Studio album by King Never
- Released: April 24, 2013 remixed and remastered 2016
- Recorded: Finley Sound
- Genre: Alternative rock, progressive rock
- Length: 18:19
- Label: King Never

King Never chronology
| Possibilities (2010) | 37 (2013) | All These Things (2017) |

= 37 (album) =

37 is the fifth studio album by King Never consisting of five alternative and progressive rock tracks. Released on April 24, 2013, the album was remixed and remastered in 2016

== Background ==
Originally recorded and released in the spring of 2013. In order to have physical product to serve their building live audience, the band felt the album was rushed and too reductionist. After the untimely death of bassist Karl Lane the album was remixed and remastered in 2016. The new mixes feature additional keyboard and guitar parts that weren't included on the original release, but were recorded during the original sessions.
Shortly after the release of 37, drummer Gontjes exited the band to pursue other projects.

In July 2014, an official lyric music video for the track "Mr. No" was released on the band's official YouTube channel.

== Reception==
In a review of 37 for Prognaut.com, Joseph Shingler "Recommended for fans of 80s' alternative rock." and noted: "The music is influenced by bands like Police, The Fixx, Nirvana, Smashing Pumpkins, and 'Radiohead; and even some of the later period albums from the band Spirit can be detected in tracks like 'Push and Pull' and 'Mr. No'. For the most part the accessible compositions are sedate melancholy ballads; a bit on the short side, but with an infectious hook. Solid songwriting."

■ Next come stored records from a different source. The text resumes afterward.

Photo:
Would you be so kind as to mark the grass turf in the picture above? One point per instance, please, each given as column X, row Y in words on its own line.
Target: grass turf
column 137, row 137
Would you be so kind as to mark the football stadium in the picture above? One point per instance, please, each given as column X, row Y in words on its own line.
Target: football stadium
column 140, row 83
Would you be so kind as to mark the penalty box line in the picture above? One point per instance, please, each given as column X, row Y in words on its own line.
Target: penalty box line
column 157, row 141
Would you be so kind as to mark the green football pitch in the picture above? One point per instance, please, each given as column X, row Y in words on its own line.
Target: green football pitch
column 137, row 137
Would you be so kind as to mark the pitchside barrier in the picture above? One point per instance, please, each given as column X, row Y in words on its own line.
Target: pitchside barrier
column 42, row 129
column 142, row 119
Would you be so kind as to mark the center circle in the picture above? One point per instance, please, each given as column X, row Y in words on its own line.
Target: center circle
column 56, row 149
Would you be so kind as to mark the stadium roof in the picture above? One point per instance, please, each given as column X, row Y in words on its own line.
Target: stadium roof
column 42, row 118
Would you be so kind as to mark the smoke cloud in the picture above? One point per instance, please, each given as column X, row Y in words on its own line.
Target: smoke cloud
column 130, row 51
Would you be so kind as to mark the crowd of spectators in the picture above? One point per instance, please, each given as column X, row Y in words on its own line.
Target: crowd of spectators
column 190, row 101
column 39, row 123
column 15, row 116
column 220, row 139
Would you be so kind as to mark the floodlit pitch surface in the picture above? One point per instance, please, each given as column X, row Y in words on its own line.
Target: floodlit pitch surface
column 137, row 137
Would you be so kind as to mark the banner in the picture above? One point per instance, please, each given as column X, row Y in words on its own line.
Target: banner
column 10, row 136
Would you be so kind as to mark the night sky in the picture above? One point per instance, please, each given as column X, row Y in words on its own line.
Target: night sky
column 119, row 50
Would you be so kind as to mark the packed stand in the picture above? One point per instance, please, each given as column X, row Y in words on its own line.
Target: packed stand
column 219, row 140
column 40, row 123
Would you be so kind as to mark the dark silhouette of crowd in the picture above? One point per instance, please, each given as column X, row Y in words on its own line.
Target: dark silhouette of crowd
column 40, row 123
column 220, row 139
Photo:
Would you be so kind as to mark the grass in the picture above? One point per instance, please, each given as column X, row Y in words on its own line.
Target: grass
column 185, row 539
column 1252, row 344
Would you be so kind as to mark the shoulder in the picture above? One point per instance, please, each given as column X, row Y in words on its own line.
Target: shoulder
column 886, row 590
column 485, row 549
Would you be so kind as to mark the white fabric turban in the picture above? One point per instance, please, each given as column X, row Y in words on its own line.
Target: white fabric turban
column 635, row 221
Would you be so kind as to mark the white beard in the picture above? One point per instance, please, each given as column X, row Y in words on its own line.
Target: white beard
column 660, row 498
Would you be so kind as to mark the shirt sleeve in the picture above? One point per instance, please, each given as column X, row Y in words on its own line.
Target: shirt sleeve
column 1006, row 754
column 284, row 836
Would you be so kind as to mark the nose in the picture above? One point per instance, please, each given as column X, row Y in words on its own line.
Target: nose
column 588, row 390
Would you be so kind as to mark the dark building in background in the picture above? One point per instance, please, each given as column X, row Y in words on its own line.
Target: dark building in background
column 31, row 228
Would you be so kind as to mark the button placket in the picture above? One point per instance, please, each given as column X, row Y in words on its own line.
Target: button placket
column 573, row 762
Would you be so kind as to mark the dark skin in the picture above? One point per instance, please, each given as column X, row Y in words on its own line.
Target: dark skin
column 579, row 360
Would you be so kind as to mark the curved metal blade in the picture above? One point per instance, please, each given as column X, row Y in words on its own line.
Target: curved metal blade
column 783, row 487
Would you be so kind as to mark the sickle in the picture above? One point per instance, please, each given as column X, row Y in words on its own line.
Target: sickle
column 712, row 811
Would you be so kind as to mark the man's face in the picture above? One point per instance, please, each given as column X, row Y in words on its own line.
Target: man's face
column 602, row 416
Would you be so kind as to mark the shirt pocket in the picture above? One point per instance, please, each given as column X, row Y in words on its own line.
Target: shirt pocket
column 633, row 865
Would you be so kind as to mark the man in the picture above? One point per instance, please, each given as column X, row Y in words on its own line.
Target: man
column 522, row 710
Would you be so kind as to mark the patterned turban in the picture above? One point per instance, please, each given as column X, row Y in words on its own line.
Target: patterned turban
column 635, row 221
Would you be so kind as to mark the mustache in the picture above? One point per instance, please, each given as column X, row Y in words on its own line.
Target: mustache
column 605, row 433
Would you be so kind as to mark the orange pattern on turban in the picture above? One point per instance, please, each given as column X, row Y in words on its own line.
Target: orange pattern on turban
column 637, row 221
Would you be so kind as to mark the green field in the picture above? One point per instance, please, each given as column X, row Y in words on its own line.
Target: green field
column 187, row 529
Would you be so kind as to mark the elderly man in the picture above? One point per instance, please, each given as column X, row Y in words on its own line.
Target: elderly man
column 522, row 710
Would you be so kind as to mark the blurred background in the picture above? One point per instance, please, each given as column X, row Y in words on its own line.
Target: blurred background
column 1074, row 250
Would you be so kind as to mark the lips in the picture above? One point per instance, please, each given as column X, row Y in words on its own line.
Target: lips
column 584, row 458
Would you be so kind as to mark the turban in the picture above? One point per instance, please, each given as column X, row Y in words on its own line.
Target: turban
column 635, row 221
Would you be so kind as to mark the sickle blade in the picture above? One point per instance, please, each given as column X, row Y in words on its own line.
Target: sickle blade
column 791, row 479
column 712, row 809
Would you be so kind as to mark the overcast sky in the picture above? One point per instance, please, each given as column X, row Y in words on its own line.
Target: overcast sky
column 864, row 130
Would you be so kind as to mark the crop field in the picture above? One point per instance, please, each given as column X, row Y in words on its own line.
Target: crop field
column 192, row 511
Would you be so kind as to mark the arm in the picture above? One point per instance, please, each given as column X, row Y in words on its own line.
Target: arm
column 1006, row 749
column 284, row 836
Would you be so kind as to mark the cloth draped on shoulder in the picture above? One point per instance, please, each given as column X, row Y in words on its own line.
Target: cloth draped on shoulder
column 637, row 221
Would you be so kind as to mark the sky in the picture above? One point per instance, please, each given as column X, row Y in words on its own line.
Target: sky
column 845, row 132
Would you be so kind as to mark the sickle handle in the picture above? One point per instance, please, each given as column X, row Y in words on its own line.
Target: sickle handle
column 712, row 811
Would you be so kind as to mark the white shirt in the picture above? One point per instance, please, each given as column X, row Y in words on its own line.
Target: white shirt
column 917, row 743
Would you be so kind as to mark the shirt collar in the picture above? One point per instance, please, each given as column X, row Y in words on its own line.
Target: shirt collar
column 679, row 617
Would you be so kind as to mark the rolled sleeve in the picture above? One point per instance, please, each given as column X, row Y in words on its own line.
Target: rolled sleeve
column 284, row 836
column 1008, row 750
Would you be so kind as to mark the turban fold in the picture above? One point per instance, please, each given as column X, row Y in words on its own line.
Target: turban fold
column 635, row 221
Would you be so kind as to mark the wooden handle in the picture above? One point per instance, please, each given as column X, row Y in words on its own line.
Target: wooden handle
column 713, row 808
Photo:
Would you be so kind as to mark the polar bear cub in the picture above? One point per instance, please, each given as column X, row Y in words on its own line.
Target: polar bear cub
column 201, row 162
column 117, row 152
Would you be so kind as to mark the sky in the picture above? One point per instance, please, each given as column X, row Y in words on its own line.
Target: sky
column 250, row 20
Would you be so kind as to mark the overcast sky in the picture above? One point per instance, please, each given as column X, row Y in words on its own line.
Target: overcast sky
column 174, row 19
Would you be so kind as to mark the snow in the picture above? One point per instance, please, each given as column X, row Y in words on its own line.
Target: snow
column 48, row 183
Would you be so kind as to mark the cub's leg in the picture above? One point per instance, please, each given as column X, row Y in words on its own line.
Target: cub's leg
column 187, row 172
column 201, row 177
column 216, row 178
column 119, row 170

Jeff Elbel wrote of 37: "Fans of crafty electric guitar and bands like Porcupine Tree, Belew-era King Crimson and The Police will want to check out this King Never EP. It's a straight-shooting representation of what this tightly-knit trio can do on stage. Until I get the chance to see it happen in Chicago, I'll be spinning 37. I’ve been a fan of Matt McCabe's playing and songwriting an embarrassingly long amount of time, but for good reason. This set finds him making yet another forward push against the boundaries."

== Track listing ==

1. "Push & Pull" – 3:05
2. "Mr. No" – 4:12
3. "Stupid" – 4:36
4. "Change" – 3:07
5. "Upside Down Girl" – 3:23

== Production notes ==

Remixed and remastered December 12, 2016. Originally released April 24, 2013.